Lorsqu’en 2007, à la faveur d’un appel d’offres à privatisation, le groupe CMA CGM prend le contrôle de la Compagnie marocaine de navigation (Comanav) en s’emparant de 52 % du capital pour 201,3 M€, tout le monde s’interroge sur le devenir de la branche passagers. En se payant l’armement no 1 du Maroc, le groupe de Jacques Saadé assoit sa puissance sur le Maghreb pour les diverses et les conteneurs. Le trafic de passagers (environ 1 M), dont il est loin d’être un expert, était destiné à être rétrocédé à l’espagnol Balearia (voir encadré).
Deux ans plus tard, cette activité revient à son lieu d’origine en étant vendue à la société marocaine Comarit pour 80 M€. En s’offrant le pôle passagers de la Comanav, l’homme d’affaires Ali Abdoulmoulah sort une épine du pied de CMA CGM qui a vu la piste espagnole (Balearia, mais aussi Transmed) s’effondrer brutalement avec la crise. La Comarit, compagnie maroco-norvégienne, devrait reprendre tous les actifs de Maroc Ferry, (dont notamment cinq navires), propriété de la compagnie rachetée, et renforcer son rôle sur les dessertes avec le détroit (Tanger-Algésiras) et le continent européen (Nador-Almeria et Tanger-Sète).
Du côté de CMA CGM, on se félicite évidemment d’une opération qui permet de se « recentrer ses activités au Maroc dans le développement des terminaux portuaires, notamment à Somaport (Casablanca), qui ouvrira ses portes au premier semestre 2009 et à Tanger-Med, en activité depuis 2007 ». Le groupe, indique le même communiqué, développe également le transport de marchandises par conteneurs, afin de « multiplier les services maritimes reliant le Maroc au reste du monde ». CMA CGM opère aujourd’hui en propre ou à travers ses filiales Comanav et Delmas, 11 services de transport conteneurisé avec les ports de l’Europe du Nord (Le Havre, Anvers, Rouen, Dunkerque, Rotterdam, Portsmouth), la Méditerranée (Marseille, Port Vendres, Malte, Valence, Barcelone, La Spezia), l’Afrique de l’Ouest (Abidjan, Tema, Lomé, Cotonou, Nouakchott, Dakar, Banjul, Conakry, Freetown, Monrovia) et le Maroc (Agadir, Casablanca et Tanger).

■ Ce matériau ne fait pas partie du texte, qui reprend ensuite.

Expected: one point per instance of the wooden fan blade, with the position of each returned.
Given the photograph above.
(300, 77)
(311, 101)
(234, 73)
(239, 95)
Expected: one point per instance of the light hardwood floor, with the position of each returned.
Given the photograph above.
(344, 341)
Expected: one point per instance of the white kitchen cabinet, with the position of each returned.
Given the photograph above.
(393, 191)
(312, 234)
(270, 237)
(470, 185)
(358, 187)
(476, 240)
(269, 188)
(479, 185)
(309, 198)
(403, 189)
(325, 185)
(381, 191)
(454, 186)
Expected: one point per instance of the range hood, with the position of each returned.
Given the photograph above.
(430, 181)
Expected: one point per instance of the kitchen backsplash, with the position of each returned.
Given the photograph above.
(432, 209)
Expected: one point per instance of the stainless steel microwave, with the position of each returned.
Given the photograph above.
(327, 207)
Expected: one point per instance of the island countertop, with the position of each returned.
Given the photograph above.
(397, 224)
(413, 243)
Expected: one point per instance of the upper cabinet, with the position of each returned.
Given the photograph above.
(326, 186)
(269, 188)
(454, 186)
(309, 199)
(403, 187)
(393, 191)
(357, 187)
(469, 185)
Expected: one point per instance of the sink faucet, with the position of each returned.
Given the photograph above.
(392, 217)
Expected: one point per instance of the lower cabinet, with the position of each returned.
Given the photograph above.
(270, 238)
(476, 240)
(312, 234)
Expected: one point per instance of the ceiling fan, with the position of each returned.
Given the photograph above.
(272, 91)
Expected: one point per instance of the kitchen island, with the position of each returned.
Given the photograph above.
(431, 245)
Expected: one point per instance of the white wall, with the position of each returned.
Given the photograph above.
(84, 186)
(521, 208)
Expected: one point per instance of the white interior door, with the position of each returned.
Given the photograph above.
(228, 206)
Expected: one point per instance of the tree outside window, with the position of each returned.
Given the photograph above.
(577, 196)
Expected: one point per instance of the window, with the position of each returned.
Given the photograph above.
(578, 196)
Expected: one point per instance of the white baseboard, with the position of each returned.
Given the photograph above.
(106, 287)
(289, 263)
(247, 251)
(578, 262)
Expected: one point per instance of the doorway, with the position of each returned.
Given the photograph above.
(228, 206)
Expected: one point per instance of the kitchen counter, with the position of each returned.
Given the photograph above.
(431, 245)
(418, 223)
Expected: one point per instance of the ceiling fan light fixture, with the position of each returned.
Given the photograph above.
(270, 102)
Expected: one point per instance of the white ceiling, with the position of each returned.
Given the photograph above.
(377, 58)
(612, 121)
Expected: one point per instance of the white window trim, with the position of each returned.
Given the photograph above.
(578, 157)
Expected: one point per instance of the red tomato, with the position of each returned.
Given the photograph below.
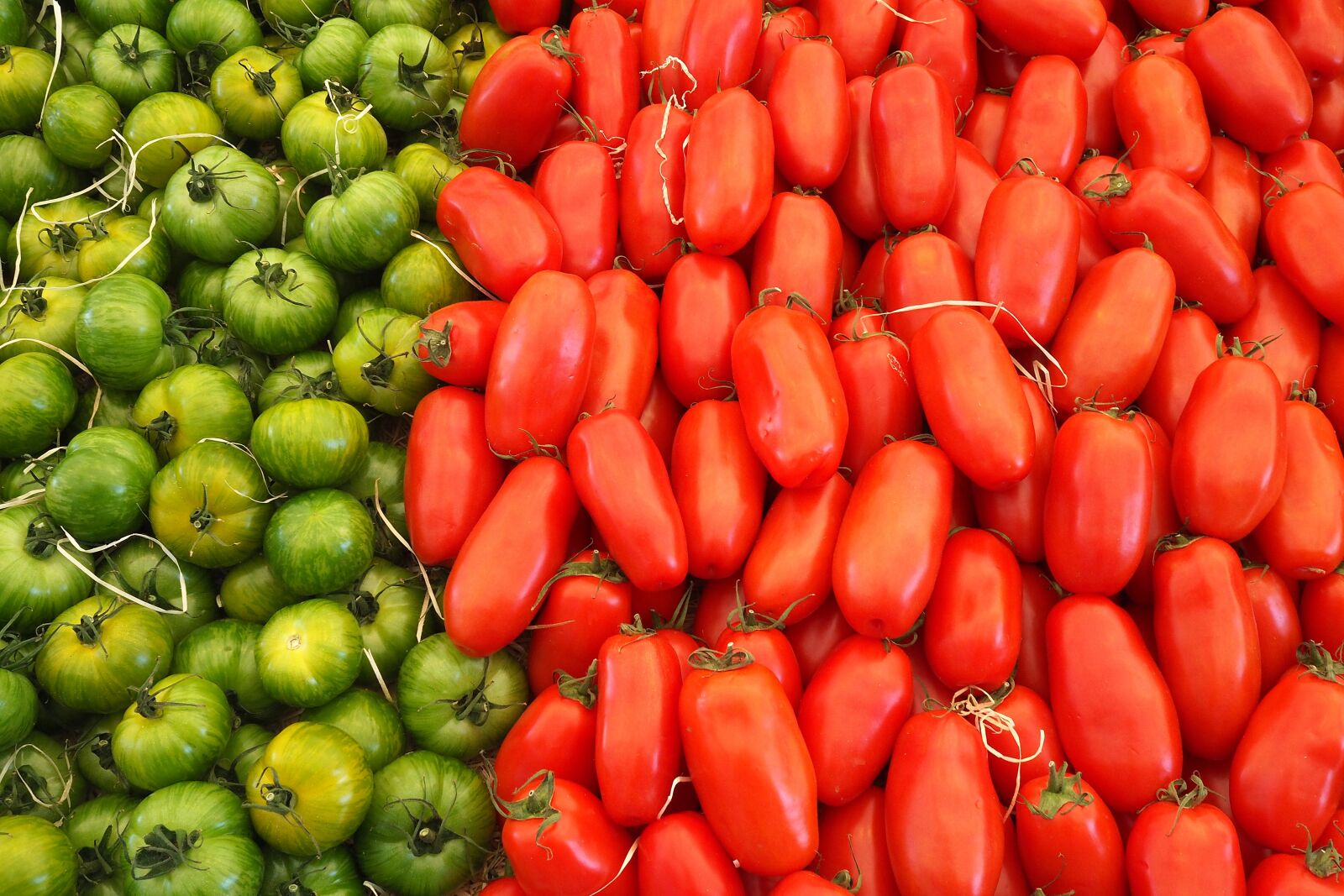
(680, 855)
(1106, 689)
(811, 121)
(944, 832)
(1288, 772)
(1162, 118)
(1184, 228)
(1068, 837)
(557, 732)
(1253, 85)
(1225, 479)
(759, 794)
(625, 488)
(1034, 296)
(974, 622)
(1047, 118)
(447, 454)
(729, 170)
(561, 841)
(913, 132)
(457, 340)
(541, 365)
(652, 184)
(519, 542)
(904, 496)
(577, 186)
(499, 230)
(790, 560)
(790, 396)
(969, 392)
(1182, 846)
(851, 712)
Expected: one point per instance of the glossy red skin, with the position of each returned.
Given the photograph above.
(1288, 772)
(515, 102)
(799, 250)
(514, 548)
(1037, 295)
(1226, 479)
(790, 396)
(680, 855)
(913, 132)
(904, 497)
(790, 560)
(1105, 688)
(638, 745)
(759, 794)
(1253, 85)
(855, 192)
(1206, 631)
(719, 46)
(447, 454)
(729, 172)
(581, 852)
(580, 614)
(960, 364)
(944, 831)
(851, 712)
(470, 329)
(1113, 332)
(554, 732)
(1160, 113)
(577, 186)
(624, 485)
(499, 230)
(1187, 351)
(974, 621)
(719, 488)
(808, 113)
(1077, 849)
(645, 223)
(1047, 118)
(541, 364)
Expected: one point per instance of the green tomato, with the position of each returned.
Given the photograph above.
(253, 90)
(225, 653)
(38, 859)
(78, 125)
(376, 365)
(279, 301)
(221, 203)
(192, 839)
(37, 582)
(370, 719)
(38, 401)
(172, 731)
(428, 826)
(459, 705)
(210, 506)
(308, 653)
(100, 490)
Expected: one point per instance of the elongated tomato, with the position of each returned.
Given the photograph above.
(624, 485)
(523, 537)
(541, 364)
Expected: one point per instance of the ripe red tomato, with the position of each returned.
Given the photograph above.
(499, 230)
(759, 794)
(1106, 689)
(447, 454)
(969, 392)
(851, 712)
(944, 832)
(1226, 479)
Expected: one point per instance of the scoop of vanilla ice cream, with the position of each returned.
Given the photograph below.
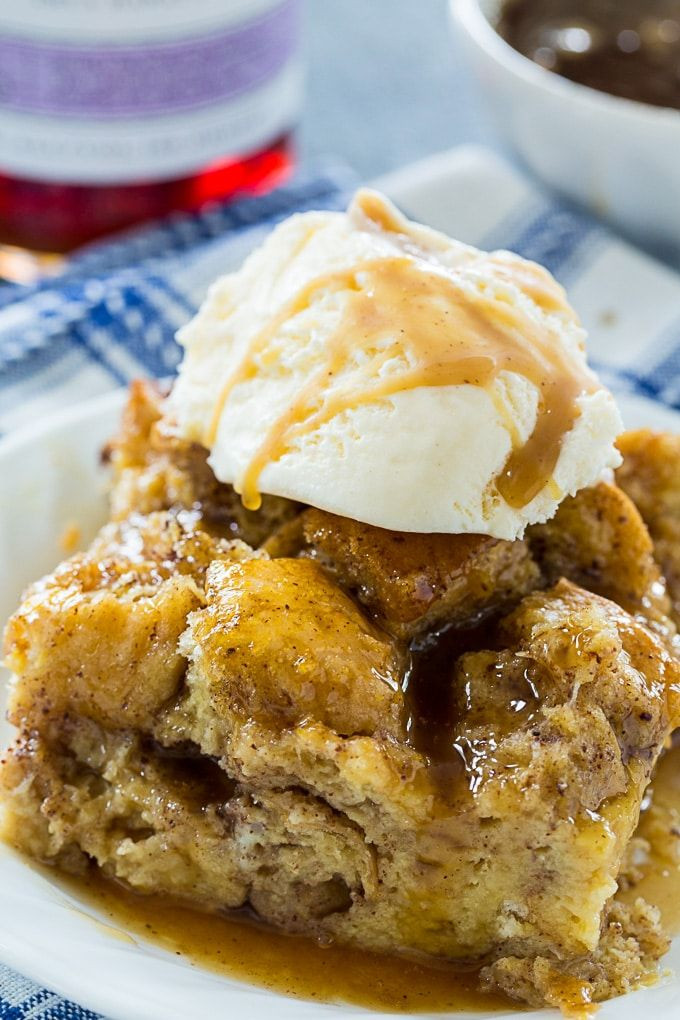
(425, 458)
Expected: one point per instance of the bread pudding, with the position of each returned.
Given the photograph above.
(428, 743)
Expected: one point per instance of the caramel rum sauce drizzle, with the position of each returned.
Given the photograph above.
(448, 336)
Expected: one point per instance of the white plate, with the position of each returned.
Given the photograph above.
(51, 479)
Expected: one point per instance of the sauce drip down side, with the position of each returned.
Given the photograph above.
(416, 323)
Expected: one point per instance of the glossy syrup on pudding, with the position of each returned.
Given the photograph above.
(237, 947)
(449, 334)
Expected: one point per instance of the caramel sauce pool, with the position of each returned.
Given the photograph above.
(238, 947)
(412, 321)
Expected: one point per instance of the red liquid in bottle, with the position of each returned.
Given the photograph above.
(58, 217)
(123, 113)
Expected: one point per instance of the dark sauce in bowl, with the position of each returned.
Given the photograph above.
(628, 48)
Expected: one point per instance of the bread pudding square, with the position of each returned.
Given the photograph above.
(232, 727)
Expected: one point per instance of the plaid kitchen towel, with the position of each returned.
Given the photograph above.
(113, 313)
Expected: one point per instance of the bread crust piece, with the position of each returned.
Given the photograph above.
(288, 682)
(412, 583)
(650, 476)
(514, 856)
(99, 635)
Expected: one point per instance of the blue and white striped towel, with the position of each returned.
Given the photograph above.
(112, 315)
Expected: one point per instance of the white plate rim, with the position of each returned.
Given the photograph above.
(146, 982)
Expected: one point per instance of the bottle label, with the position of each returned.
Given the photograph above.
(110, 110)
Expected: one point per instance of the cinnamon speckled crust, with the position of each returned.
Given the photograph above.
(650, 476)
(230, 726)
(416, 582)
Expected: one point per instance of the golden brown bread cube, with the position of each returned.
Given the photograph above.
(420, 744)
(598, 540)
(279, 643)
(650, 476)
(99, 635)
(415, 582)
(154, 469)
(508, 849)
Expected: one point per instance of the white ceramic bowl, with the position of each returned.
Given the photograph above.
(619, 157)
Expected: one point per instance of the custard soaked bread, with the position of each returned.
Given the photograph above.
(372, 644)
(413, 743)
(650, 476)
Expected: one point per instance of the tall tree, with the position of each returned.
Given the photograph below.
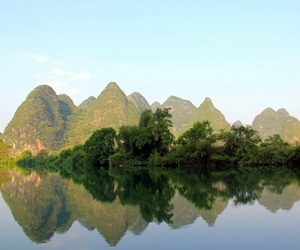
(100, 146)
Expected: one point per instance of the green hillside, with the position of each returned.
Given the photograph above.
(139, 101)
(207, 111)
(181, 110)
(270, 122)
(110, 109)
(40, 121)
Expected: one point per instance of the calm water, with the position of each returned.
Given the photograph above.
(151, 209)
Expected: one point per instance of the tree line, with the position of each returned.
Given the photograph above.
(151, 143)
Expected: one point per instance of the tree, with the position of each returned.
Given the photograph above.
(273, 151)
(196, 144)
(100, 146)
(155, 136)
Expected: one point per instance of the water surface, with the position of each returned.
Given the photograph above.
(151, 209)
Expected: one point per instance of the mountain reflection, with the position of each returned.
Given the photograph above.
(119, 200)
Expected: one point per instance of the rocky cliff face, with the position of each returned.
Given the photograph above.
(139, 101)
(207, 111)
(48, 121)
(270, 122)
(182, 111)
(110, 109)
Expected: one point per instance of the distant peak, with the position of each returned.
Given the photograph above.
(269, 110)
(207, 99)
(283, 112)
(112, 85)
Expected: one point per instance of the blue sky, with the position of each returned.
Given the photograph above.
(244, 55)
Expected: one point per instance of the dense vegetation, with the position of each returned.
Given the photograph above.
(150, 143)
(5, 159)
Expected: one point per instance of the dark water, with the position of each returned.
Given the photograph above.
(151, 209)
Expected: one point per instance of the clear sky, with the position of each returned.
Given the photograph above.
(243, 54)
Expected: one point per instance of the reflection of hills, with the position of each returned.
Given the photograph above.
(285, 200)
(210, 216)
(185, 213)
(43, 206)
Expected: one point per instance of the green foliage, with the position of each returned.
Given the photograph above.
(151, 137)
(196, 144)
(5, 159)
(100, 146)
(239, 144)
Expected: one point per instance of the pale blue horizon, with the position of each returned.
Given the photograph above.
(244, 55)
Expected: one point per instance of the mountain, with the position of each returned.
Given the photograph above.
(49, 121)
(40, 121)
(139, 101)
(182, 111)
(86, 103)
(270, 122)
(110, 109)
(207, 111)
(155, 106)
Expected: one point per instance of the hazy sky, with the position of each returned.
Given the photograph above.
(244, 55)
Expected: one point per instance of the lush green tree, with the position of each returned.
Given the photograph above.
(196, 144)
(5, 158)
(273, 150)
(100, 146)
(240, 144)
(155, 136)
(151, 137)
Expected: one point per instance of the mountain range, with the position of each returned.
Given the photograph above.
(49, 121)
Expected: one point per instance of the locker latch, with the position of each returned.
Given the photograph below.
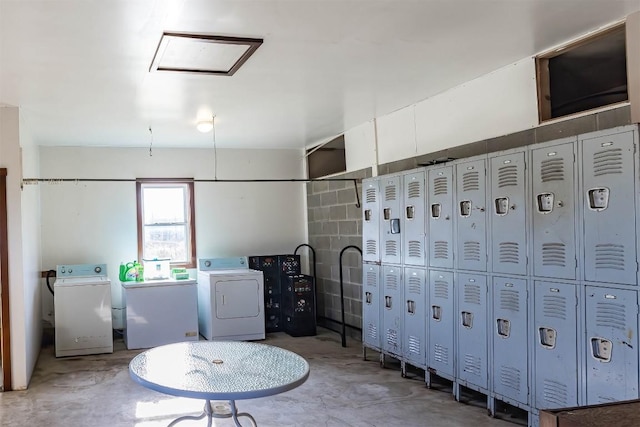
(465, 208)
(504, 328)
(467, 319)
(545, 203)
(598, 198)
(411, 307)
(547, 337)
(601, 349)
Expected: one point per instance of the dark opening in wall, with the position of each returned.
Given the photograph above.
(588, 74)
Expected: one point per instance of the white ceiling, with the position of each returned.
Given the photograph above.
(79, 69)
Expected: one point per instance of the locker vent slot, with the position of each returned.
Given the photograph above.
(415, 249)
(509, 300)
(370, 196)
(610, 256)
(414, 345)
(509, 252)
(471, 181)
(441, 289)
(552, 170)
(414, 285)
(510, 377)
(472, 364)
(554, 254)
(611, 315)
(554, 306)
(441, 249)
(390, 193)
(372, 247)
(555, 393)
(440, 186)
(508, 176)
(441, 354)
(607, 162)
(472, 294)
(391, 248)
(471, 251)
(413, 190)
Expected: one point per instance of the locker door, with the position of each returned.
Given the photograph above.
(415, 321)
(471, 215)
(608, 178)
(440, 212)
(510, 325)
(508, 220)
(555, 342)
(392, 310)
(371, 306)
(554, 238)
(414, 251)
(612, 344)
(390, 219)
(472, 337)
(441, 318)
(371, 220)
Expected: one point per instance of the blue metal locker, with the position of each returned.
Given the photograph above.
(441, 324)
(371, 330)
(414, 222)
(471, 215)
(510, 352)
(472, 337)
(415, 321)
(609, 207)
(555, 344)
(392, 310)
(508, 213)
(554, 210)
(611, 344)
(440, 213)
(371, 220)
(390, 219)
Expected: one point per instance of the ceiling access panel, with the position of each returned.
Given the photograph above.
(609, 172)
(555, 341)
(471, 215)
(472, 333)
(391, 219)
(371, 220)
(440, 214)
(441, 324)
(508, 213)
(371, 306)
(414, 221)
(554, 212)
(510, 325)
(392, 310)
(611, 345)
(415, 324)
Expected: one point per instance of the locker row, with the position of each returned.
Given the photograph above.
(564, 209)
(533, 344)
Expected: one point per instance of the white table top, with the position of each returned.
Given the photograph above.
(219, 370)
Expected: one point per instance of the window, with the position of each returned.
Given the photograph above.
(166, 224)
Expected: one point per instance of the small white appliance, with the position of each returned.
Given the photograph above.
(159, 312)
(82, 304)
(230, 300)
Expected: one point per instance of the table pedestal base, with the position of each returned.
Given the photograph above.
(210, 414)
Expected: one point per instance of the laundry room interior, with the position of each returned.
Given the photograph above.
(357, 178)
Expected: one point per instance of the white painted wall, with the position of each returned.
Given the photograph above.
(89, 222)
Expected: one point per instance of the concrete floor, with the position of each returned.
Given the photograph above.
(342, 390)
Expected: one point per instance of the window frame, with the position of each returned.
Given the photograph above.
(190, 219)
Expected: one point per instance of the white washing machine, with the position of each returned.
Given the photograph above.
(230, 300)
(82, 305)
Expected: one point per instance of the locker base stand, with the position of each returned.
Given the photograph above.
(210, 413)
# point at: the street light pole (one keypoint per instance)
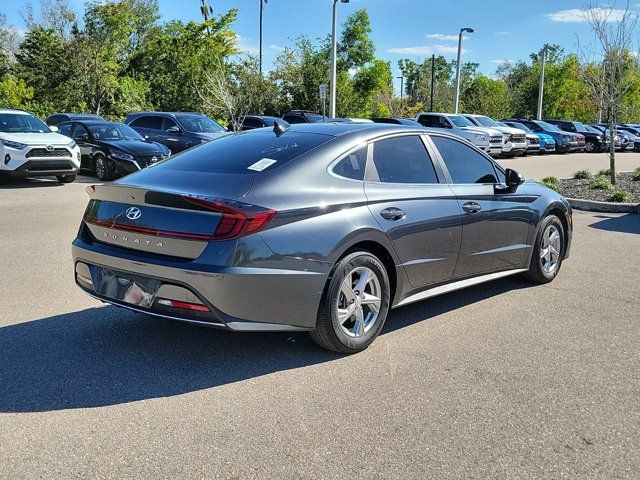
(401, 77)
(332, 85)
(262, 2)
(541, 85)
(457, 92)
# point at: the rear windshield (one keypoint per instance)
(248, 152)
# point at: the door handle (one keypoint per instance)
(471, 207)
(392, 213)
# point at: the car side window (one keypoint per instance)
(352, 165)
(148, 121)
(403, 160)
(80, 134)
(465, 165)
(168, 123)
(65, 129)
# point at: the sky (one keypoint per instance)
(414, 29)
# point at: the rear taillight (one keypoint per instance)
(237, 219)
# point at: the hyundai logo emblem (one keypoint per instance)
(133, 213)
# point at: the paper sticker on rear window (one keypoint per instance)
(262, 164)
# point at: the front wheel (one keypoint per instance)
(354, 305)
(548, 252)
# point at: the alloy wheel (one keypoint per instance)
(359, 301)
(550, 249)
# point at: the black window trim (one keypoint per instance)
(371, 173)
(443, 166)
(340, 157)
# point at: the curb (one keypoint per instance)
(606, 207)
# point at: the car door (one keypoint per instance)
(82, 137)
(497, 224)
(420, 216)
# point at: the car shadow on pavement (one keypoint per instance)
(629, 223)
(108, 356)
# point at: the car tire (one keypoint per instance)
(66, 178)
(545, 264)
(347, 319)
(101, 168)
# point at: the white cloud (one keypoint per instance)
(426, 50)
(577, 15)
(443, 37)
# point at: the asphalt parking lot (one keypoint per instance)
(503, 380)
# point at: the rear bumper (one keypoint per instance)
(238, 298)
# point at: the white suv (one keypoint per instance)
(28, 148)
(486, 139)
(514, 141)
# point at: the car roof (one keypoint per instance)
(11, 110)
(137, 114)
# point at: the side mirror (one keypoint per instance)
(514, 179)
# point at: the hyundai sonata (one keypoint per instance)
(319, 228)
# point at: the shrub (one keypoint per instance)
(619, 196)
(600, 183)
(551, 182)
(582, 175)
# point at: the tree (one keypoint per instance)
(42, 61)
(610, 66)
(233, 91)
(486, 96)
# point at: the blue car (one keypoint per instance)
(547, 143)
(564, 141)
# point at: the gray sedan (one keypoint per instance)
(315, 227)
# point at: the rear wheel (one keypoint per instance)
(548, 251)
(354, 305)
(66, 178)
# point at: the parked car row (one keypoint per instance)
(67, 142)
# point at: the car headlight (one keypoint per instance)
(10, 144)
(121, 156)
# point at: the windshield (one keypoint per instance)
(21, 123)
(486, 121)
(548, 127)
(114, 131)
(521, 126)
(198, 123)
(460, 121)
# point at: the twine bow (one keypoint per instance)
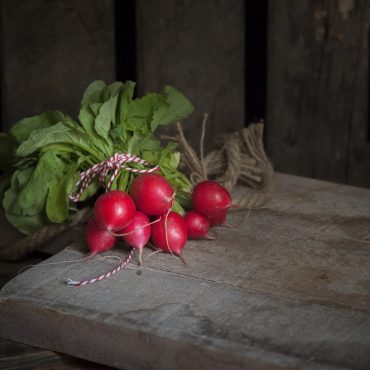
(102, 169)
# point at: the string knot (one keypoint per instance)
(112, 165)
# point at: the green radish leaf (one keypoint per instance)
(106, 117)
(4, 185)
(7, 149)
(176, 107)
(57, 203)
(27, 224)
(33, 196)
(58, 133)
(22, 129)
(140, 113)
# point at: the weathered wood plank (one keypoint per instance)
(317, 109)
(288, 289)
(51, 51)
(20, 356)
(198, 47)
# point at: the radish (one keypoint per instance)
(170, 233)
(137, 233)
(98, 240)
(114, 210)
(212, 200)
(197, 225)
(152, 194)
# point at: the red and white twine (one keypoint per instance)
(103, 276)
(115, 164)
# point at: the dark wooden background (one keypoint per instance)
(303, 66)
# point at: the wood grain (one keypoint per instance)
(198, 47)
(288, 288)
(317, 109)
(51, 51)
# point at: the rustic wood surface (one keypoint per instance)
(318, 82)
(289, 287)
(198, 47)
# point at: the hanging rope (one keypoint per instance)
(241, 159)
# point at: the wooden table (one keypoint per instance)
(289, 287)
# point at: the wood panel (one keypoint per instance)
(318, 89)
(51, 50)
(198, 47)
(288, 288)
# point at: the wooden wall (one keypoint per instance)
(198, 47)
(318, 83)
(50, 52)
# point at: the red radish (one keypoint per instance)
(212, 200)
(137, 233)
(114, 210)
(197, 225)
(170, 233)
(152, 194)
(98, 240)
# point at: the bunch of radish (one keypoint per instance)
(145, 214)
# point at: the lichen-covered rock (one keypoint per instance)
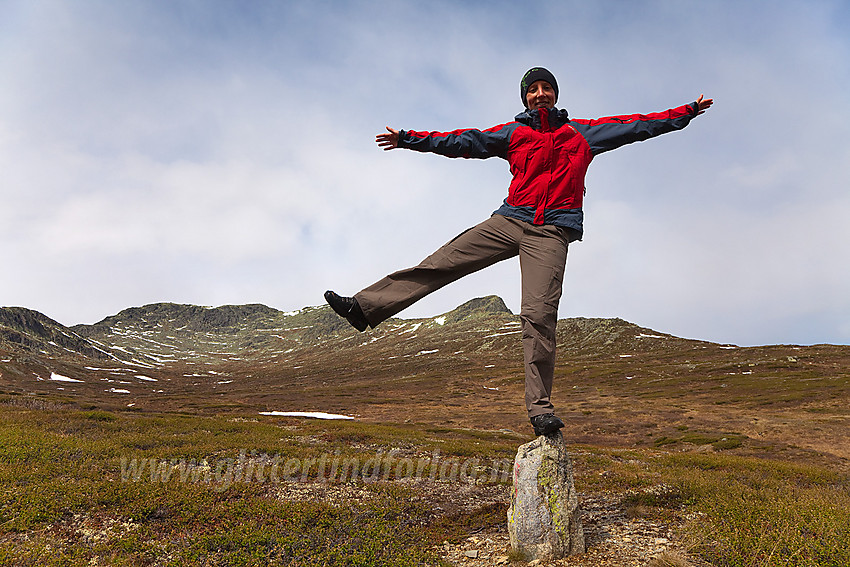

Balearia: 10 ans de progression
Fondée il y a tout juste 10 ans, la compagnie Balearia, également connue sous le nom d’Eurolíneas Marítimas, est devenue le leader des liaisons avec les îles Baléares et le no 2 de la desserte du détroit de Gibraltar. Forte d’une flotte de 14 navires, elle avoue 215 M€ d’activités pour 2008. Une stratégie de niche lui a permis d’assurer un trafic de 5,2 millions de passagers sur Majorque et Minorque, et un autre de 1,5 million pour les lignes entre Algésiras, Tanger et Ceuta. Son ascension a fait croire à Balearia qu’un rapprochement avec CMA CGM autour de l’activité passagers Comanav pouvait être une nouvelle opportunité de croissance. Le déséquilibre financier et la crise mondiale en ont décidé autrement pour la compagnie dirigée par Adolfo Utor. L’année 2009 sera consacrée à un nécessaire rééquilibrage budgétaire pour sortir du rouge. Elle se prépare aussi à renouveler une partie de sa flotte pour un investissement de 350 M€. « Nous avons arrêté tous les projets d’expansion », reconnaît aujourd’hui son dirigeant.